Defendant further contends that the court erred in admitting in evidence at trial the recording of the 911 call, in which the caller reported defendant's initial display of the weapon and then excitedly informed the 911 operator that defendant had returned and was again displaying a weapon as the caller spoke. Defendant raised a hearsay objection, and the court concluded that the recording was admissible for nonhearsay purposes because it was not admitted for the truth of the matter asserted.

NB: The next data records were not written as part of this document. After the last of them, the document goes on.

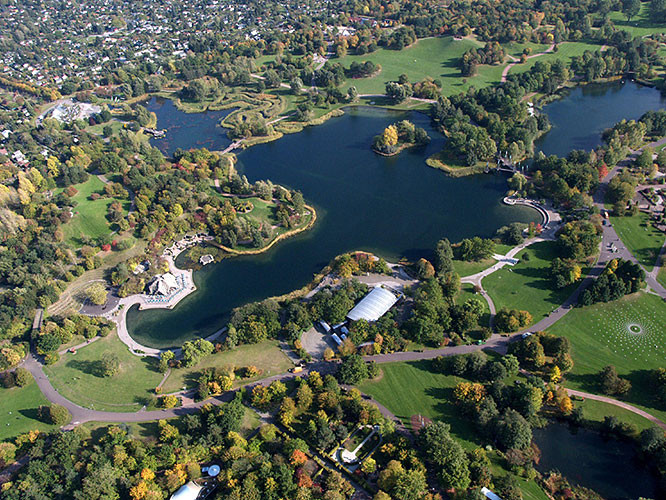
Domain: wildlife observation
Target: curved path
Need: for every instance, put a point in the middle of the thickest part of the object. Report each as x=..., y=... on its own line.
x=620, y=404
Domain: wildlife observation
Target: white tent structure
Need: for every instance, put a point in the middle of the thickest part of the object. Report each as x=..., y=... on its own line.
x=163, y=284
x=188, y=491
x=374, y=305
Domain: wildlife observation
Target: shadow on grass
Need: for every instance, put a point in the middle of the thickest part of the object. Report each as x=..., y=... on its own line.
x=31, y=413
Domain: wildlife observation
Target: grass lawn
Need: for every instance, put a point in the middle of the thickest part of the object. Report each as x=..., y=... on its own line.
x=89, y=215
x=75, y=377
x=408, y=389
x=411, y=388
x=596, y=411
x=434, y=57
x=464, y=268
x=640, y=25
x=600, y=336
x=642, y=240
x=526, y=286
x=266, y=356
x=18, y=411
x=467, y=292
x=565, y=51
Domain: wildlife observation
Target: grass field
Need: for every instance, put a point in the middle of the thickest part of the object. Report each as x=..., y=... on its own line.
x=640, y=25
x=266, y=356
x=89, y=215
x=434, y=57
x=640, y=237
x=18, y=411
x=75, y=377
x=408, y=389
x=565, y=51
x=600, y=336
x=467, y=292
x=526, y=286
x=596, y=411
x=464, y=268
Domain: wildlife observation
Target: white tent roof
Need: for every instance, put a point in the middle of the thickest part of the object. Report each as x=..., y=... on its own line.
x=189, y=491
x=163, y=284
x=373, y=306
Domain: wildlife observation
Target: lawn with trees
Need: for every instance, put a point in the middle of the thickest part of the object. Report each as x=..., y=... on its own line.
x=527, y=285
x=90, y=215
x=431, y=57
x=18, y=408
x=87, y=377
x=602, y=335
x=266, y=356
x=640, y=237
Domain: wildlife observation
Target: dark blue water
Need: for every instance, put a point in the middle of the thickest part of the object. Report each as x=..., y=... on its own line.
x=608, y=466
x=188, y=130
x=393, y=206
x=579, y=118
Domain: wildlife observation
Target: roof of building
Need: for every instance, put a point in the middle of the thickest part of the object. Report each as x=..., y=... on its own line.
x=163, y=284
x=188, y=491
x=374, y=305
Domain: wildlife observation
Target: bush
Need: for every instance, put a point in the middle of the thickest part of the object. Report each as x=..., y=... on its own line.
x=54, y=414
x=22, y=377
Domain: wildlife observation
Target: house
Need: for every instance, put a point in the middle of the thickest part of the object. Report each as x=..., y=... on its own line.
x=188, y=491
x=163, y=284
x=374, y=305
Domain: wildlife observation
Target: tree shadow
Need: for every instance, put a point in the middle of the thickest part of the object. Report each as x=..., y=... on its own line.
x=88, y=367
x=31, y=413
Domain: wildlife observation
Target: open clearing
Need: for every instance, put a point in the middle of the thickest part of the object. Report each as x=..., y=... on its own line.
x=408, y=389
x=434, y=57
x=527, y=286
x=18, y=411
x=266, y=356
x=89, y=215
x=76, y=377
x=640, y=237
x=603, y=334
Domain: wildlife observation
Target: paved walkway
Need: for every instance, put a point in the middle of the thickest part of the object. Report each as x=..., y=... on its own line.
x=620, y=404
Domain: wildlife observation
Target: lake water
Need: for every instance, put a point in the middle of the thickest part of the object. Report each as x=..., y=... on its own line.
x=584, y=457
x=393, y=206
x=579, y=118
x=187, y=131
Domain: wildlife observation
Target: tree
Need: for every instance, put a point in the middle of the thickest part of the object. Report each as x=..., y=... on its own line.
x=631, y=8
x=96, y=293
x=54, y=414
x=611, y=383
x=512, y=431
x=109, y=364
x=353, y=370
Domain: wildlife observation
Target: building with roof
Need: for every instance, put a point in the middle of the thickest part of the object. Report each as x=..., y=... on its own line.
x=163, y=284
x=188, y=491
x=374, y=305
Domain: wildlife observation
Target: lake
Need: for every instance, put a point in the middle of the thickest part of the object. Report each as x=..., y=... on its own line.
x=395, y=207
x=608, y=466
x=579, y=118
x=392, y=206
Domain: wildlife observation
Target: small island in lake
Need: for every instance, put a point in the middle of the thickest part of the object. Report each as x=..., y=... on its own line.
x=398, y=136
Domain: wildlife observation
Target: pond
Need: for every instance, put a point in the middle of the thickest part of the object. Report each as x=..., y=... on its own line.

Assuming, arguendo, that the court erred in admitting the recording under that rationale (see e.g. People v Almonte, 160 AD3d 594, 594 [1st Dept 2018], affd 33 NY3d 1083 [2019]; People v Buie, 201 AD2d 156, 158-160 [4th Dept 1994], affd 86 NY2d 501 [1995]), we conclude that any error in admitting the recording was harmless (see People v Spencer, 96 AD3d 1552, 1553 [4th Dept 2012], lv denied 19 NY3d 1029 [2012], denied reconsideration 20 NY3d 989 [2012]). Defendant further contends that the court erred in failing to give a limiting instruction regarding the evidence, despite its promise to do so. That contention is not preserved for our review (see People v Hymes, 174 AD3d 1295, 1299 [4th Dept 2019], affd 34 NY3d 1178 [2020]; People v Cartagena, 170 AD3d 451, 451 [1st Dept 2019], lv denied 33 NY3d 1029 [2019]), and we decline to exercise our power to review it as a matter of discretion in the interest of justice (see CPL 470.15 [6] [a]).

The sentence is not unduly harsh or severe. Present—Smith, J.P., Peradotto, Bannister, Montour and Ogden, JJ.